When the home team scored and the crowd cheered, I was reminded, and grateful, that the majority of the world does not live in academia. I did eventually find my friends and we watched the band blow and bang on their instruments, inciting the crowd to cheer their team to victory. In athletics, equality is the pejorative. The odd thing about a fight song is that, it does not really encourage anyone to fight. More than likely, the songs invite the crowd to march in honor of their ideal–their ideal team. But, of course, I believe our culture needs more fight songs for things other than gridiron. We should compose fight songs for every aspect of society. The local grocery store should compose a fight song to counteract the horrible globalization our nation has undergone.

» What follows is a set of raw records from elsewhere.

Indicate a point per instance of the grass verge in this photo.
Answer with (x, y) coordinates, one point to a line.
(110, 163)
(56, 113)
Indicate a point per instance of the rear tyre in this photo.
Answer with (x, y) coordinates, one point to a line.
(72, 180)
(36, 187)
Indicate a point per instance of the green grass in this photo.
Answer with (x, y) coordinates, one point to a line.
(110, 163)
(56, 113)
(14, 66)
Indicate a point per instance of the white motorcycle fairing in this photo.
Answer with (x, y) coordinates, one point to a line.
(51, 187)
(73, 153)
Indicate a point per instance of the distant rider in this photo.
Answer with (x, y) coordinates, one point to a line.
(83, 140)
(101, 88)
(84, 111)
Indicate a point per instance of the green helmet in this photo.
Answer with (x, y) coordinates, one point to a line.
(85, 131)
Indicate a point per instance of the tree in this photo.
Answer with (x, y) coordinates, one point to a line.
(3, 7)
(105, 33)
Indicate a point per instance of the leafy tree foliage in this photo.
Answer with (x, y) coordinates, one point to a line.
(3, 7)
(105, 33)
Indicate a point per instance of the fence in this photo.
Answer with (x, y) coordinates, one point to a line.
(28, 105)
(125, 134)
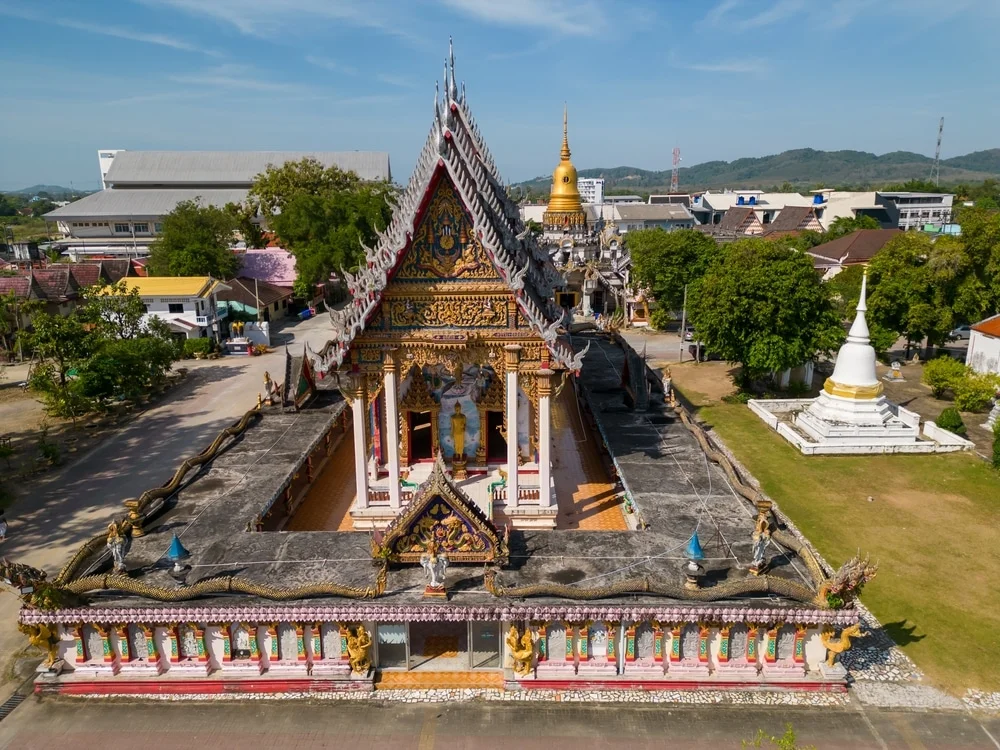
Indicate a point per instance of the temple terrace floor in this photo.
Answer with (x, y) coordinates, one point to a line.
(584, 490)
(49, 724)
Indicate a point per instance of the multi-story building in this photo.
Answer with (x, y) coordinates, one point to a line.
(141, 187)
(591, 189)
(188, 304)
(917, 210)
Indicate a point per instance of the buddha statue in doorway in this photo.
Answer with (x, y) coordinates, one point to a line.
(458, 462)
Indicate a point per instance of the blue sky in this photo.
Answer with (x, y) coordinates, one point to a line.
(720, 79)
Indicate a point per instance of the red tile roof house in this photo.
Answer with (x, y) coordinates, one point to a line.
(983, 354)
(852, 249)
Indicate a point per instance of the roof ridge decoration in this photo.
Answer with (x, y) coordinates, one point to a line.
(455, 145)
(441, 513)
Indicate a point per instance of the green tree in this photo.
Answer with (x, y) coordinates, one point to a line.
(61, 342)
(249, 229)
(847, 224)
(324, 215)
(115, 310)
(942, 374)
(14, 314)
(277, 185)
(664, 262)
(901, 297)
(763, 306)
(196, 240)
(127, 368)
(845, 290)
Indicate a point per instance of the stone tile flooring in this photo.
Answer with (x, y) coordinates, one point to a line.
(439, 680)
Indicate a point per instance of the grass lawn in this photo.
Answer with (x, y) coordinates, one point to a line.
(934, 527)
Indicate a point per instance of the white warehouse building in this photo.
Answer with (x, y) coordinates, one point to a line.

The checkers and baggers should sing the song while they work; men at the meat counters would slice the meat to the beat; the ‘duce-man would juggle apples and oranges; other ‘duce-men would spin the celery like a baton; the men stocking the shelves would do so in a beautiful pattern, perhaps the store’s logo, as they marched down the aisle; the fans who come to this grocery store would eventually join in; the revolution would be started; the locals would march for their ideal grocery store simply because it was theirs.*

Sam Snow, theficklefarce.com
Written at The Ole Midshipman,
Manhattan, KS
August 31, 2014

Transcribed by Adam the Scribe II
In “The Catacombs,”
Kansas State University English Department,
September 9, 2014

Painting: “Fulham Marching Band”
by Rosie Sayers,
Oil on canvas, n.d.


*The thoughts on the final paragraph are courtesy of R. Eric Tippin who likewise received the same ideas from G.K. Chesterton’s fantastic essay, “The Little Birds Who Won’t Sing.”